I haven’t played disc golf frequently for the past year and a half. Some you already know that I have been working on my Master’s degree, which unfortunately takes priority over disc golf. I am, however, fortunate enough to have a field behind my office to throw discs during my lunch hour. While getting back to field work after taking weeks off at a time, I have recognized a few patterns and learned a few important lessons about my game. Hopefully some of these disc golf insights can help you also.
Inconsistency Makes Improvement Difficult
Let’s start with a simple concept. Inconsistency in almost any aspect of life is rarely conducive for improvement and his includes your disc golf game. Inconsistent disc golfing has hampered my ability to improve and my overall disc golf skills have not improved significantly over the past year and a half. If I want to get better, I need to get out and disc golf more consistently. My post graduation plan includes more disc golf!
Fundamentals Can Save Your Game
I have had to prioritize which aspects of my game to work on in my limited time on the course. As a result I have lost some distance and don’t have all the shots I used to. Regardless of this, my scores have not decreased significantly.
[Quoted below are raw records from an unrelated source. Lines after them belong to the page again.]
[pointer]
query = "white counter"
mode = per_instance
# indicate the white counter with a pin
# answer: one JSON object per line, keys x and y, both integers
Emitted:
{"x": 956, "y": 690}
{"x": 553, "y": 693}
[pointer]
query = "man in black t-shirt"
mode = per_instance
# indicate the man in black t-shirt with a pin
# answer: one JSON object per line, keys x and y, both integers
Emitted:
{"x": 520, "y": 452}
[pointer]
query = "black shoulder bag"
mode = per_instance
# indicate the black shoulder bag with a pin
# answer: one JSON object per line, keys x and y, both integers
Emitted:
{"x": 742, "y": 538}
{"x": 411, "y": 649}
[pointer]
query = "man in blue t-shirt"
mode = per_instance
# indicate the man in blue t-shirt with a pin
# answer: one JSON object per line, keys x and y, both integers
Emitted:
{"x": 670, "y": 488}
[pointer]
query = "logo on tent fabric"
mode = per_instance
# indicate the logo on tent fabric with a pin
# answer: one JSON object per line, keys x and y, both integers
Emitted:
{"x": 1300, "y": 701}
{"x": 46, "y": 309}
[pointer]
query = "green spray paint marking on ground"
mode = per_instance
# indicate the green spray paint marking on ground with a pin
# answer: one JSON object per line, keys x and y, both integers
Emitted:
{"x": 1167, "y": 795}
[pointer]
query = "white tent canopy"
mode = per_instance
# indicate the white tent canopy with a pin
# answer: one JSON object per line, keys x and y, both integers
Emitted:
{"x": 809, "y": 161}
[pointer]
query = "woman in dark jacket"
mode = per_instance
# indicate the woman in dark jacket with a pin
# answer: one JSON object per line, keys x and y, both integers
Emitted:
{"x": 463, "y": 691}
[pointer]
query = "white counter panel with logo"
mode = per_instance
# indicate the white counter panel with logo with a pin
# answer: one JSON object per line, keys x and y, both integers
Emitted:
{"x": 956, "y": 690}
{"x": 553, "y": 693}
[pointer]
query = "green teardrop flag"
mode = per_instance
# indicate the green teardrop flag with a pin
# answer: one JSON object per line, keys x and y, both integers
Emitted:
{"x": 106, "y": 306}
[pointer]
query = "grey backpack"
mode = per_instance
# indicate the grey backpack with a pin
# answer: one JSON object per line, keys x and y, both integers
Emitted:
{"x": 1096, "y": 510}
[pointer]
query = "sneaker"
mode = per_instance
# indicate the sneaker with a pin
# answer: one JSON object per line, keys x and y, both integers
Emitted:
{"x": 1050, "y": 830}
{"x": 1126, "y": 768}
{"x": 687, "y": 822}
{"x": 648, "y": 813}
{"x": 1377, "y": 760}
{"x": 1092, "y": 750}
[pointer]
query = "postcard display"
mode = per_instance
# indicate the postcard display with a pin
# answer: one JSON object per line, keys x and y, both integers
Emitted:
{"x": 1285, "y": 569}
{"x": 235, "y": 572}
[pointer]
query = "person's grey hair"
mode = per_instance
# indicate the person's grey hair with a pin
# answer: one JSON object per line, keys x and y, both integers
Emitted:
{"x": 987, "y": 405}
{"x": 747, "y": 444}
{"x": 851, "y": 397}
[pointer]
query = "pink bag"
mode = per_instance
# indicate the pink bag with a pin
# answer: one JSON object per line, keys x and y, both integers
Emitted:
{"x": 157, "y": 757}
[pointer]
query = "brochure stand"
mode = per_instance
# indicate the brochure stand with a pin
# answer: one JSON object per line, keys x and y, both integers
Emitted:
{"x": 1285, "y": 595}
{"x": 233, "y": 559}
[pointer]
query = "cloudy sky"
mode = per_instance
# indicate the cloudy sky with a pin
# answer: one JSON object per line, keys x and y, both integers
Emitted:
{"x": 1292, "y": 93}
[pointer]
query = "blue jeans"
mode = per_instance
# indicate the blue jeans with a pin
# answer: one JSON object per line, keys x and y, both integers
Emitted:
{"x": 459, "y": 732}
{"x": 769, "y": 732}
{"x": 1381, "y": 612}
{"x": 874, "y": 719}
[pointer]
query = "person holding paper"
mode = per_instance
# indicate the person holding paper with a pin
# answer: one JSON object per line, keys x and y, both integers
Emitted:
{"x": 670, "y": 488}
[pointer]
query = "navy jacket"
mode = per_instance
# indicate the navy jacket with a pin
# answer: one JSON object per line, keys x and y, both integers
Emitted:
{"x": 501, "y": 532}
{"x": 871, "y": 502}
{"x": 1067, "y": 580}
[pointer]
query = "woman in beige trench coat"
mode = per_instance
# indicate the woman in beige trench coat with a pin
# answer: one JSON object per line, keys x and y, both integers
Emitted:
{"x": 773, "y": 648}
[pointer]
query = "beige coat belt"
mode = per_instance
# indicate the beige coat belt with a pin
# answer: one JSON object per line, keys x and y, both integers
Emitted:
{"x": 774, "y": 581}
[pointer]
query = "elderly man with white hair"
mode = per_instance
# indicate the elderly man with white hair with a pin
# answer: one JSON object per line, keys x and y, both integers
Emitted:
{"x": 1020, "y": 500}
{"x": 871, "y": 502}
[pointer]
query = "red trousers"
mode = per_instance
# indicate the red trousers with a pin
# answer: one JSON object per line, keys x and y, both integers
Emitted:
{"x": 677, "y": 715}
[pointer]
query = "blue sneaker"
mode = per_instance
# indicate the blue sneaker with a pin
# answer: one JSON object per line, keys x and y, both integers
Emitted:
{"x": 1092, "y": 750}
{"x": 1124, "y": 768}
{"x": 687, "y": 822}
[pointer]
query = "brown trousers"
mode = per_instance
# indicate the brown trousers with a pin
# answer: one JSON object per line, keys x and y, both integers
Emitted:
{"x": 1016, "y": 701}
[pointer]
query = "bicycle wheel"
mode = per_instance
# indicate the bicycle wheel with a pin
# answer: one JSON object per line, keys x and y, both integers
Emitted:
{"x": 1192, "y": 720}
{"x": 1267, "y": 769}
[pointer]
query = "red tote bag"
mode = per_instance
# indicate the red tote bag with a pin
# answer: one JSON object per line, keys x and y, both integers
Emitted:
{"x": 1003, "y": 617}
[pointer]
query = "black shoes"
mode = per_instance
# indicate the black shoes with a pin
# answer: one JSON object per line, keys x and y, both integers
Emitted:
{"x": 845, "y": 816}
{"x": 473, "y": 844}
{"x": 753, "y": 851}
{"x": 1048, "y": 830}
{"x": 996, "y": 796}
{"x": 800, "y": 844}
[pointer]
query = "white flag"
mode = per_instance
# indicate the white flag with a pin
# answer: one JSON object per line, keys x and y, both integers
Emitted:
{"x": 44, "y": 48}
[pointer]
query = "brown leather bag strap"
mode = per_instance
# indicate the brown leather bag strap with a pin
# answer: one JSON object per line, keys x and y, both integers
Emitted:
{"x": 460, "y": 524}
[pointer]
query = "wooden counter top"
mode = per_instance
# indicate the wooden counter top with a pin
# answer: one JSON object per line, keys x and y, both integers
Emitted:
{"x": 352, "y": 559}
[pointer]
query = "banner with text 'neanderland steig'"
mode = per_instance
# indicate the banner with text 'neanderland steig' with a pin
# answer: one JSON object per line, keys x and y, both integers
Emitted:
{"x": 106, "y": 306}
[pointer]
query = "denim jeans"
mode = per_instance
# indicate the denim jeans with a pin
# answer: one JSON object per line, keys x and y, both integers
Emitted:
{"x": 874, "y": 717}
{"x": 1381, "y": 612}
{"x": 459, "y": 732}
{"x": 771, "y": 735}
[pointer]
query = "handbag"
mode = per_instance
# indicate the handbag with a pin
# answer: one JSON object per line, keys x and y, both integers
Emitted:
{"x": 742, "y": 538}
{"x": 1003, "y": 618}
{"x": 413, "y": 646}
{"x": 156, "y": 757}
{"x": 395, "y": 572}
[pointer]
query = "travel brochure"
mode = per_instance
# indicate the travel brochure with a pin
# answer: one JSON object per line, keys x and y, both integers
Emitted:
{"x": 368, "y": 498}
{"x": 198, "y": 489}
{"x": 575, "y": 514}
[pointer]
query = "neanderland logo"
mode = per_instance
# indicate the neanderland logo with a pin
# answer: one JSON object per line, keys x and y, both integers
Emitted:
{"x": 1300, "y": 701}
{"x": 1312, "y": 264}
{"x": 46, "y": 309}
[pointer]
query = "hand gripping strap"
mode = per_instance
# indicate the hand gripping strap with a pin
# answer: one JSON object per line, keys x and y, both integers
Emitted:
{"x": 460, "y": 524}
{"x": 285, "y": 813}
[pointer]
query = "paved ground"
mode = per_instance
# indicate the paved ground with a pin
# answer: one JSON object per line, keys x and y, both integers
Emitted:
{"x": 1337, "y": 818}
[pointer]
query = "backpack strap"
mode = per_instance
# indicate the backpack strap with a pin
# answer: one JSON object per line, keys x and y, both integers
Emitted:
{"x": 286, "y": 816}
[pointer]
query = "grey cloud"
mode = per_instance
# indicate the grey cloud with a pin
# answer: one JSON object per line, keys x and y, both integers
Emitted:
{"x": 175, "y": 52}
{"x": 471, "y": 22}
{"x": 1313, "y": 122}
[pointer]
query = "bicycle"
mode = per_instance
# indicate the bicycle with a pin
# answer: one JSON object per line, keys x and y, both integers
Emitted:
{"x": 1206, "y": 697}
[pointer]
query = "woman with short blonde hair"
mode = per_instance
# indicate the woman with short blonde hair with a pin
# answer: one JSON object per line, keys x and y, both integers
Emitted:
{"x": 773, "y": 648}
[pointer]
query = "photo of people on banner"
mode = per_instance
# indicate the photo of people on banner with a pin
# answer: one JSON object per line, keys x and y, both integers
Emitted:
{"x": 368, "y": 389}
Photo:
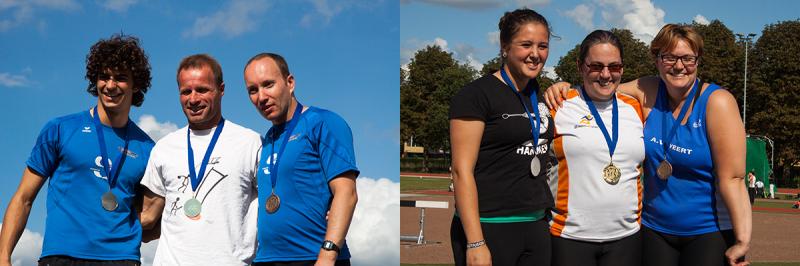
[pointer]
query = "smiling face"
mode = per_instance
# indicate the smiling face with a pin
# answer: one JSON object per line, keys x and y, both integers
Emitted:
{"x": 115, "y": 90}
{"x": 601, "y": 85}
{"x": 677, "y": 75}
{"x": 270, "y": 92}
{"x": 527, "y": 51}
{"x": 201, "y": 97}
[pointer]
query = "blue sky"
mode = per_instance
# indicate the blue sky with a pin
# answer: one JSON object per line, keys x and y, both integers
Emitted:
{"x": 343, "y": 55}
{"x": 468, "y": 28}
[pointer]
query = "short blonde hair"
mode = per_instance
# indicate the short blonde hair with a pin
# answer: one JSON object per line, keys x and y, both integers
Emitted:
{"x": 670, "y": 34}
The reason is because my fundamentals are strong and I have maintained consistency. I predict that I’ll begin improving again once school is out and I can play more often.
Your Body Changes
Each time I throw after taking time off, I notice that my form has changed. Some of this is due to muscle memory loss, but a lot of it is from my body changing. Gaining or losing weight, sustaining or recovering from injury, flexibility and muscular balance all affect your form. The longer you stay off the course, the more your body changes and you may need to adjust your form when you grab your disc again.
Disc Golf Requires Muscles You Rarely Use
To be fair I have know this for a long time. Still, sore back and arm muscles remind me of this every time I hit the course after a hiatus. I run and lift weights frequently but nothing hits my disc golf muscles like playing disc golf.
I Have Bad Habits
We all have bad habits in our form. In some cases we are aware of them and other cases we are not. I have found that taking time off can help break me of some of those bad habits and allow me to work on purifying my form. Unfortunately you may also be likely to forget some of the good habits that are difficult to maintain, but let’s go glass-half-full here. The important thing is for you to identify what has changed in your form and rebuild with the proper technique.
Knowledge Is Powerful
While away from the course, I have read many disc golf articles and watched a number of videos. The extra time I have spent researching about technique and strategy has taught me many things I would not have discovered on the course myself. I also rediscovered lessons that I had learned years ago. Now I have a list of form items to work on with my newly purified form and I have new strategies to improve my game. Knowledge has the potential to propel my game beyond what it has ever been. Of course knowing these things is only the start and I will need to execute properly when I return to the course.
New Discs are Motivating
Let’s be honest, I really don’t need more discs. But sometimes when I haven’t been to the course in a while picking up a new disc can keep my excitement level high. Just having a new disc arrive at my door gets me thinking about throwing and can encourage me to get in a field testing session during lunch. Even though a field session isn’t an 18 hole round, it’s still disc golf.
Old Reliable Discs are Important
We’ve always preached and intimate knowledge of your discs. This is even more important after you’ve taken time off and are returning to the disc golf course. If you have a few reliable discs that you’ve thrown for many years then leaning more heavily on those discs can help you get back into your groove. Knowing how your old faithful discs should feel in your and how they should fly will provide indications of how your throw is working. Plus a little added consistency can go a long ways.
Disc Golf Makes Me Feel Good
Seems pretty obvious right? Well here’s what I mean. I don’t just feel good when I am on the course and it’s not just a matter of having fun to reduce stress. I know an awful lot about disc golf and I love talking about discs and strategy. When I participate in something that I know and love so much, it improves my overall confidence. I carry this confidence with me through the rest of my life and there is a noticeable difference from when I play disc golf and when I don’t. Disc golf is a staple in my life.